W wydanym w Moskwie komunikacie czytamy między innymi:
Patriarchat Moskiewski jest zmuszony zawiesić liturgiczne modlitewne wspomnienie patriarchy Konstantynopola i z głębokim żalem zawiesić koncelebrację z hierarchami Patriarchatu Konstantynopola, jak również anulować udział Rosyjskiego Kościoła Prawosławnego w zgromadzeniach episkopatu oraz w dialogach teologicznych, komisjach wielostronnych i wszelkich innych strukturach pod przewodnictwem lub współprzewodnictwem przedstawicieli Patriarchatu Konstantynopola.

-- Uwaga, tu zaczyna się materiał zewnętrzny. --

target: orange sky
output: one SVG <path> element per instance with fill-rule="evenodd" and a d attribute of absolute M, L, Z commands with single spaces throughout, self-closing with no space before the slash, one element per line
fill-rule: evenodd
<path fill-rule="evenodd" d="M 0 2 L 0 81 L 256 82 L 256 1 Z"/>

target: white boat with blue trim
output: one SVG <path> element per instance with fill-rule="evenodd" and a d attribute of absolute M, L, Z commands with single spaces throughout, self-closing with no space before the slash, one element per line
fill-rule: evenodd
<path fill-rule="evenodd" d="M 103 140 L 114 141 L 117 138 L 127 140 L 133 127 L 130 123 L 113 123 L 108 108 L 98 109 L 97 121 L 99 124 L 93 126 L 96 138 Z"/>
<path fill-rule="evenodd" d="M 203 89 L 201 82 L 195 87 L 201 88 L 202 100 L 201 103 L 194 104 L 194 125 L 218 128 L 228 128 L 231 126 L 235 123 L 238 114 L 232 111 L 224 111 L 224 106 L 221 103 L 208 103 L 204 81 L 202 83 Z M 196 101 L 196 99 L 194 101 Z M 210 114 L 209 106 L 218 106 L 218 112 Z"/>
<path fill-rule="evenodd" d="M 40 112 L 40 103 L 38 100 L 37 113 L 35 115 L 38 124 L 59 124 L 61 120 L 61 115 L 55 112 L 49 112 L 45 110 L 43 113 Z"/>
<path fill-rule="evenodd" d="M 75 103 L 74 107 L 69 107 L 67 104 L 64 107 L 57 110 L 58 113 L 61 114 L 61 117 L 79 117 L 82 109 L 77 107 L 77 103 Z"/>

W przypadku, gdyby Patriarchat Konstantynopola nadal prowadził działalność niekanoniczną na terenie Ukraińskiego Kościoła Prawosławnego, będziemy zmuszeni całkowicie zerwać komunię eucharystyczną z Patriarchatem Konstantynopola. Cała odpowiedzialność za tragiczne konsekwencje tego podziału będzie spoczywać osobiście na patriarsze Bartłomieju z Konstantynopola i na hierarchach go wspierających.
Mając świadomość, że obecna sytuacja zagraża całemu światu prawosławnemu, w tej trudnej godzinie prosimy lokalne Kościoły Autokefaliczne o wsparcie i wzywamy prymasów Kościołów, aby w pełni uświadomili sobie naszą wspólną odpowiedzialność za losy świata prawosławnego i zainicjowali braterską, wszech prawosławną dyskusję na temat sytuacji Kościoła na Ukrainie.
Wzywamy cały Rosyjski Kościół Prawosławny do żarliwej modlitwy o zachowanie jedności Świętego Prawosławia.